PD: My father and uncle were architects. I was very frequently in their workspace and we talked about architecture all the time. My father said to me, architecture is the highest of the arts, not painting. But I didn’t want to be an architect. In Paris, I had met [the architect] Jean Prouvé and worked with Georges-Henri Pingusson, but after that I stopped. There was a big poster of Mondrian in the salon of my father and that made an impression. I have thought about Mondrian all the way. Anyway, owing to many causalities, I then decided to work in psychiatry. I worked for a year and a half with young schizophrenics. A doctor asked me to make a mural. This was in 1976. After I made it, he told me, you have raised something extraordinary in these patients. You have to do something, in this way. I said, all right. I decided to go to the tableau [canvas]. I was just 27 and very afraid about what I could do. It was impossible for me to understand how to conceive a tableau, but it was like an answer to a call, in the way that the paintings of Newman and Reinhardt had called me.
Pierre Dunoyer. Blanc, 1978. Acrylic on canvas, 150 x 150 cm. Courtesy of Pierre Dunoyer and Musée d'Art Moderne Paris.
AB: Soon after, you exhibited in three Janapa shows in Paris, which all took place in 1978. The Janapa group emerged following the development of two other radical painting movements in France – BMPT and Supports/Surfaces – which had evolved towards the end of the 1960s.

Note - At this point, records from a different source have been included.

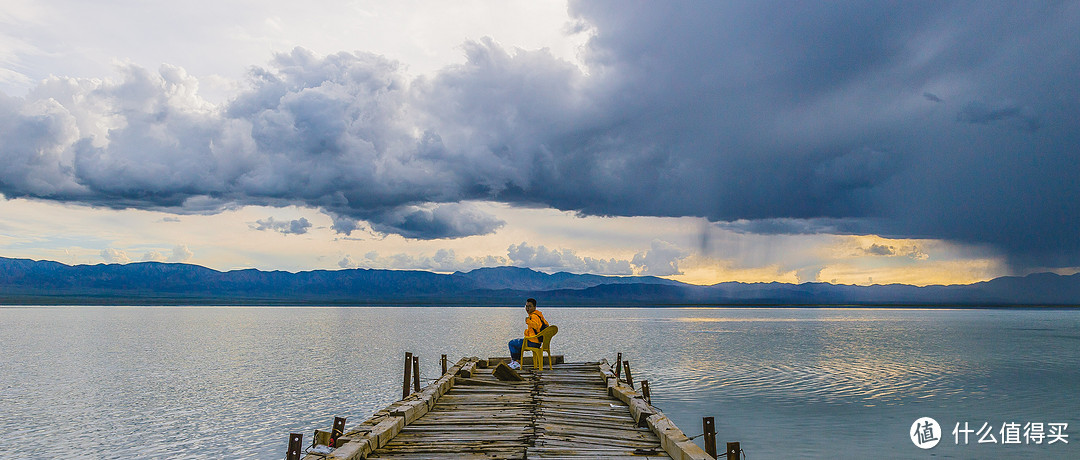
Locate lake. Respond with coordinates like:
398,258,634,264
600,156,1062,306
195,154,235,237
0,299,1080,459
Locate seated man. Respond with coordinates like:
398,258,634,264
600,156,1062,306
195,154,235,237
508,298,548,369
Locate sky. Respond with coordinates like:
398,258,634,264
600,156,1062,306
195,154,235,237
0,0,1080,285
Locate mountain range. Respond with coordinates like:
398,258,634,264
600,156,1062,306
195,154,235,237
0,257,1080,306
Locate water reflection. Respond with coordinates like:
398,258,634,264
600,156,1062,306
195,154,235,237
0,307,1080,459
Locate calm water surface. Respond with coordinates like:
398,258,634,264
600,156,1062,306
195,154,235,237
0,306,1080,459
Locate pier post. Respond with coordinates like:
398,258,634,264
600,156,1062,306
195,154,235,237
285,433,303,460
413,355,420,392
728,443,742,460
402,351,413,400
701,417,716,459
329,417,345,447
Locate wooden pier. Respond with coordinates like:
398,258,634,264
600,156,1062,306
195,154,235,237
286,356,713,460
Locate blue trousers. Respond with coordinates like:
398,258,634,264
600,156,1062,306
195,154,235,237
507,338,540,361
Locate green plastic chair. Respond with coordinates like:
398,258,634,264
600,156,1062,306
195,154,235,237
522,325,558,370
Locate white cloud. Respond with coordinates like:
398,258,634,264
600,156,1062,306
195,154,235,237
167,244,194,262
631,240,690,276
249,217,311,234
507,242,633,274
102,247,132,263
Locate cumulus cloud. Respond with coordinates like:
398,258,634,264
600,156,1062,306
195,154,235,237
102,247,132,263
631,240,690,276
251,217,311,234
165,244,194,262
0,1,1080,272
507,242,634,274
372,203,505,240
866,243,896,256
347,249,508,272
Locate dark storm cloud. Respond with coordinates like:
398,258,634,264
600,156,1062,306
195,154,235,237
0,1,1080,267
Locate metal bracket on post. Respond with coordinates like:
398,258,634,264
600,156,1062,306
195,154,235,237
413,355,420,392
728,443,742,460
285,433,303,460
402,351,413,400
329,417,345,447
701,417,716,459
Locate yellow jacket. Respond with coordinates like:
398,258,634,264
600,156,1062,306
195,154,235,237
525,310,548,347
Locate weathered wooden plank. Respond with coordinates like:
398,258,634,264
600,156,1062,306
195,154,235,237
300,358,692,460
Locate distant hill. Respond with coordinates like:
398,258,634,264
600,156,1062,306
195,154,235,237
0,257,1080,306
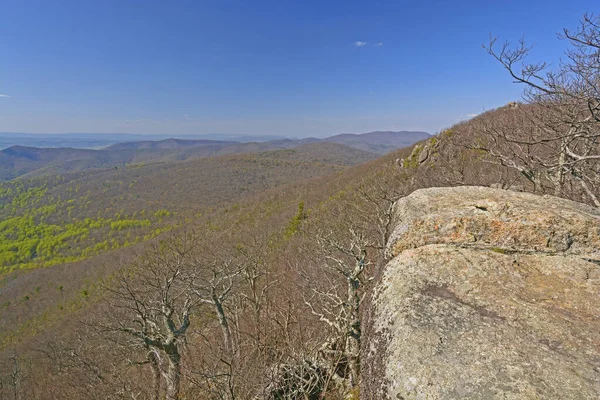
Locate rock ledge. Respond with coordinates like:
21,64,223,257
361,187,600,400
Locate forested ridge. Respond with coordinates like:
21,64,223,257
0,16,600,399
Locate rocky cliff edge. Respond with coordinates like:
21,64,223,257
361,187,600,400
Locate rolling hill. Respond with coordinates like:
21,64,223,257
0,132,429,181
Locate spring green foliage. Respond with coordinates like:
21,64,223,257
0,177,174,274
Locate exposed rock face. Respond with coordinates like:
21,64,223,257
361,187,600,399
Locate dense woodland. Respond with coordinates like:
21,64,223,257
0,16,600,399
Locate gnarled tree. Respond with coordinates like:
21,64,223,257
482,14,600,207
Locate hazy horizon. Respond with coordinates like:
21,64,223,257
0,0,595,137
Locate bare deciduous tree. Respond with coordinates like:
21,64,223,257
482,14,600,207
104,235,201,400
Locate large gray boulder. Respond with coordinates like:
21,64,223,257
361,187,600,400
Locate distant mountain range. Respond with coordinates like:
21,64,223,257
0,131,430,181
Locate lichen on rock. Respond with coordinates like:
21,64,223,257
361,187,600,399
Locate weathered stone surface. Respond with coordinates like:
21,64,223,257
361,187,600,399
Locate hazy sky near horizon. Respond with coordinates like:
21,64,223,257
0,0,600,137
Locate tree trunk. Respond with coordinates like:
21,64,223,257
165,351,181,400
345,278,361,387
213,299,235,353
148,350,160,400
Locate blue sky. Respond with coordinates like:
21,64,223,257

PD: When you are very young and ignorant, the stain is a good start. You can see this stain in the first painting displayed at the Musée d’Art Moderne [Blanc, 1978]. I put this work in a Janapa exhibition. The second painting seen in my retrospective [Elėonora, 1979] was included in an exhibition the following year at Galerie Sonnabend, which featured Christian Boltanski, Alain Kirili, Jacques Poirier and Sarkis Zabunyan. These two paintings began my work. I was interested in BMPT, which included [Michel] Parmentier, a famous painter, and [Niele] Toroni, a very good painter, too. But I wasn’t at all interested in Supports/Surfaces. That was ideological art. Deconstruction. Ideology is absolutely unfair. I prefer to stay with my fear. Fear is a good way.

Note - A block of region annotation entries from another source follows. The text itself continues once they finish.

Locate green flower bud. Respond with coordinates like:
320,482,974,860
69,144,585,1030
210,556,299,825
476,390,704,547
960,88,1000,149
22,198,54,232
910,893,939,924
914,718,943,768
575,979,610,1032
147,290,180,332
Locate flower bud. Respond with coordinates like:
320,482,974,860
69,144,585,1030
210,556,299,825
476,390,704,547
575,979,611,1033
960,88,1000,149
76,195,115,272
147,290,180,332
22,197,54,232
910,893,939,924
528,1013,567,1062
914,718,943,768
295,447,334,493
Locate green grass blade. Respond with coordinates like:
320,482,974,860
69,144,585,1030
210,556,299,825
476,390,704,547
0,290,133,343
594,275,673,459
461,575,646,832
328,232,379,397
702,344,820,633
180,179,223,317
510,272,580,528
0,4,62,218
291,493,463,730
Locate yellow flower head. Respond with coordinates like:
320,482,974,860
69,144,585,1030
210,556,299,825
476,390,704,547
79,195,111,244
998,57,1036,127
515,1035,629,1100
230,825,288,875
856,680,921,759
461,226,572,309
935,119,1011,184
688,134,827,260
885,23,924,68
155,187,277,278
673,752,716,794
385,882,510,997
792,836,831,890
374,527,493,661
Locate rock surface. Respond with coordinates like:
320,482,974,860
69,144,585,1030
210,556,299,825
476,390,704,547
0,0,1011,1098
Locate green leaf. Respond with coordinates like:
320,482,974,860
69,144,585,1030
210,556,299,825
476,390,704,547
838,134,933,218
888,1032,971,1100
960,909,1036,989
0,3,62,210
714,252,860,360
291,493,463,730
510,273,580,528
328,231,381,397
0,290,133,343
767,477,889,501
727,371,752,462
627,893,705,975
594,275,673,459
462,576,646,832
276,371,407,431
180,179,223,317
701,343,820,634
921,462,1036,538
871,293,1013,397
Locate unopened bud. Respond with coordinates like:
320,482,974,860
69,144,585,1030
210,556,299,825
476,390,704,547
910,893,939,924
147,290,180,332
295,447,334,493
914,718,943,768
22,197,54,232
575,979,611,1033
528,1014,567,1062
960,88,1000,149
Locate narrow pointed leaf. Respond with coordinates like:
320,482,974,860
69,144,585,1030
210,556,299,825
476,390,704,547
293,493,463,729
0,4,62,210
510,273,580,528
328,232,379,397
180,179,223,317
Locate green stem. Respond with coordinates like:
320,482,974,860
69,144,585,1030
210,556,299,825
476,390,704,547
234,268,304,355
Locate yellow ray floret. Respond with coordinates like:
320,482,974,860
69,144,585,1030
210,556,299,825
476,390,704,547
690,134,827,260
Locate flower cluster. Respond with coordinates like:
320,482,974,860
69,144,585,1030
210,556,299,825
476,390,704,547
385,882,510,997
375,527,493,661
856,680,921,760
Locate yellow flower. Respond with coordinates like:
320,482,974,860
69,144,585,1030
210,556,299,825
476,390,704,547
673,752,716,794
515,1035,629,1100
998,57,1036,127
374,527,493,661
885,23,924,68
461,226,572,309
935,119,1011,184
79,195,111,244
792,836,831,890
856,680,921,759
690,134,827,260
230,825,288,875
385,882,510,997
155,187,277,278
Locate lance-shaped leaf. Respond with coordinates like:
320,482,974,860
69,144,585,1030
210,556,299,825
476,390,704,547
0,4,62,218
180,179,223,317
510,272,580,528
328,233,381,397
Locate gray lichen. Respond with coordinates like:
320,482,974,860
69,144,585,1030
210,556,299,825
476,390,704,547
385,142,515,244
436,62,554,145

Pierre Dunoyer. Elėonora, 1979. Acrylic on canvas, 130 x 195 cm. Courtesy of Pierre Dunoyer and Musée d'Art Moderne Paris.

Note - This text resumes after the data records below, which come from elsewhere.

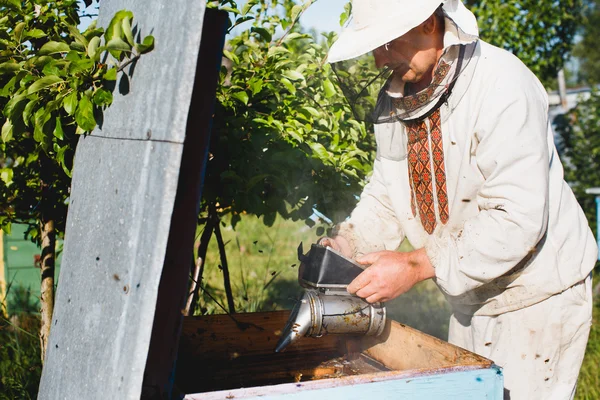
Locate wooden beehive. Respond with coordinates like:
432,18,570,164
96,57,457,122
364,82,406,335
176,311,503,400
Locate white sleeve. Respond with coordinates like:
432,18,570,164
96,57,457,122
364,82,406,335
335,156,404,257
425,76,549,296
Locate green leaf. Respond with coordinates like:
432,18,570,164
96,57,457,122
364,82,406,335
280,78,296,94
2,119,12,143
283,69,304,81
25,28,46,39
223,49,240,64
63,92,78,115
87,36,100,60
0,61,21,74
323,79,336,98
242,0,258,15
104,10,133,41
250,26,271,43
231,92,248,105
135,35,154,54
33,108,51,143
69,25,88,48
69,58,96,76
290,5,302,21
0,168,14,187
38,41,71,56
121,17,135,47
267,46,291,57
92,88,113,107
75,96,96,132
340,2,352,27
310,142,329,161
0,0,21,10
301,106,321,118
27,75,64,94
54,117,65,140
106,37,131,51
23,96,39,126
12,22,27,43
284,32,312,42
69,42,87,53
104,67,117,81
4,94,27,119
220,6,241,15
33,56,54,69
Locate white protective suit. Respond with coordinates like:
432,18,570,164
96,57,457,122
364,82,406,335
337,17,597,399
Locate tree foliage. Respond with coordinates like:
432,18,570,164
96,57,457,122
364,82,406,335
573,0,600,85
203,0,373,230
554,92,600,272
0,0,153,239
466,0,583,85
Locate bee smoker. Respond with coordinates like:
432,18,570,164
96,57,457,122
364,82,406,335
275,243,385,352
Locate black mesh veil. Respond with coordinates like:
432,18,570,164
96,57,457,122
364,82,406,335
332,41,477,124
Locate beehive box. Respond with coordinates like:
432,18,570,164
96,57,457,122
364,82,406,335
176,311,503,400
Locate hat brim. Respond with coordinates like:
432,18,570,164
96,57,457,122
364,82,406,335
328,0,440,63
328,0,479,63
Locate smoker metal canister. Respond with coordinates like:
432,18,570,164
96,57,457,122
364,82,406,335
275,290,386,352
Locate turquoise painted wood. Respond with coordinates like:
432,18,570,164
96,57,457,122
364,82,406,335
190,366,504,400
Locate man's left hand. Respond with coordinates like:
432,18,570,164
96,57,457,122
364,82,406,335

AB: After these initial works, made at the end of the 70s, you started to use colour, which remains important to you.
PD: I found that the early paintings were too formalist. I had to do something that would enable me to be in the canvas, in a real way. I have tried to develop my work within the factualness of the colour. If the colour is not in its proper place, there isn't harmony.
AB: You spent most of the 80s working in New York. How did that cultural shift impact on your painting?
PD: The mood was too speedy for me. I needed more time for my work. In New York, the idea of the artist was to be a producer. I don’t want to produce. I’m a painter who is just trying to approach the tableau. But the Museum of Modern Art at this time was marvellous. It was small, easy to go around, and the cafe had great hospitality.
AB: How would you describe the tableau now, nearly five decades after you started painting?
PD: It is an object, which is in front of me. I can feel its weight and size; I can feel many things. There is just one surface and it’s a pure object, as Newman and Reinhardt knew very well
• Pierre Dunoyer: Retrospective in 14 Paintings is at Musée d’Art Moderne, Paris, until 13 March 2023.
Pierre Dunoyer. Bleu, 2022. Acrylic on canvas, 180 x 165 cm. Courtesy of Pierre Dunoyer and Musée d'Art Moderne Paris.